Dr. Bailey believes many cases are missed because doctors don’t think to ask if patients are consuming grapefruit or grapefruit juice.

“The bottom line is that even if the frequency is low, the consequences can be dire,”he said. “Why do we have to have a body count before we make changes?”

For 43 of the 85 drugs now on the list, consumption with grapefruit can be life-threatening, Dr. Bailey said. Taken with grapefruit, other drugs like fentanyl, oxycodone and methadone can cause fatal respiratory depression.

Advice from experts for grapefruit lovers:

¶ If you take oral medication of any kind, check the list to see if it interacts with grapefruit. Make sure you understand the potential side effects of an interaction; if they are life-threatening or could cause permanent injury, avoid grapefruit altogether. Some drugs, such as clopidogrel, may be less effective when taken with grapefruit.

¶ If you take one of the listed drugs a regular basis, keep in mind that you may want to avoid grapefruit, as well as pomelo, lime and marmalade. Be on the lookout for symptoms that could be side effects of the drug.
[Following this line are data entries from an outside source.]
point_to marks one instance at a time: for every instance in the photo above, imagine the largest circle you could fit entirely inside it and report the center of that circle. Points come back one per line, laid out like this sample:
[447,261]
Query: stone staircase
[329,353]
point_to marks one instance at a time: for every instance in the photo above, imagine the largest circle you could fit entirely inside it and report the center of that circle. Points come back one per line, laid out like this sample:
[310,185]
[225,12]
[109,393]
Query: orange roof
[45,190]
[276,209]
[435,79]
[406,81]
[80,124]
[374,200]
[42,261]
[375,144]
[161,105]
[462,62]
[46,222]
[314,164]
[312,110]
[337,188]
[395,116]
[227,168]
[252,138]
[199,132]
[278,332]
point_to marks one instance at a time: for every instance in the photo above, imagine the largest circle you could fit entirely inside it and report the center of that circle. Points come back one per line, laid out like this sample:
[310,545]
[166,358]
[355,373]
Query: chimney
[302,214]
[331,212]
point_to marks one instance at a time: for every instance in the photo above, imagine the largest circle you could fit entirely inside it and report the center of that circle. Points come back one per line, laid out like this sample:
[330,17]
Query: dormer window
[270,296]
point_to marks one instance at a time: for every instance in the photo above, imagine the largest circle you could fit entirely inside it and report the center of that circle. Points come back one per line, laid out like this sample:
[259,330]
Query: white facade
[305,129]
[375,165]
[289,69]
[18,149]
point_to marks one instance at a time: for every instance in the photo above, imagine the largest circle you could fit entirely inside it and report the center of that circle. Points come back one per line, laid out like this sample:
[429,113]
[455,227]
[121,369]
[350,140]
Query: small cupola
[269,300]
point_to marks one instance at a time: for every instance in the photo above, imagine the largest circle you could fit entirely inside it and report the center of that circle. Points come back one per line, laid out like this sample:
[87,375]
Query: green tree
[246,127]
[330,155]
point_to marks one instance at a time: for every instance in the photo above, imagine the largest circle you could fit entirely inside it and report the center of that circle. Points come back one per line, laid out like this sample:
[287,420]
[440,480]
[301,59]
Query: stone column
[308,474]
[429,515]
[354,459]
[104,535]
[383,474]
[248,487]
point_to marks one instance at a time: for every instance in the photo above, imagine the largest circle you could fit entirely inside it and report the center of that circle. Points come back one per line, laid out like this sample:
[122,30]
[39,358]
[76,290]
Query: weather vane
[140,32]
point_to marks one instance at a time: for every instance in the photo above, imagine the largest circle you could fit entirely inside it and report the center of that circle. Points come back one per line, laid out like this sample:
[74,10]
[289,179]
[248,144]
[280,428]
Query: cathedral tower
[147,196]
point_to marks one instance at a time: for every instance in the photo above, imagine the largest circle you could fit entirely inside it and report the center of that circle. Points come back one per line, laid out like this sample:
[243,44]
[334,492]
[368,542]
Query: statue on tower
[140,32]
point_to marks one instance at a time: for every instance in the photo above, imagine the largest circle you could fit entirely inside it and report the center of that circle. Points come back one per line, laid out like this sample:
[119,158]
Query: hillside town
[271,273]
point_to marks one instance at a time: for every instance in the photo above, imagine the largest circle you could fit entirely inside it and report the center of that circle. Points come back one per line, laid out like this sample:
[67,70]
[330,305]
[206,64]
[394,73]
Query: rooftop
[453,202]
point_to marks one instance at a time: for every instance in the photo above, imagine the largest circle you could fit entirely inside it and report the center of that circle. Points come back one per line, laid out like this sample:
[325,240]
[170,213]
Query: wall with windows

If you are on statins, this could be unusual muscle soreness.

¶ It is not enough to avoid taking your medicine at the same time as grapefruit. You must avoid consuming grapefruit the whole period that you are on the medication.

¶ In general, it is a good idea to avoid sudden dramatic changes in diet and extreme diets that rely on a narrow group of foods. If you can’t live without grapefruit, ask your doctor if there’s an alternative drug for you.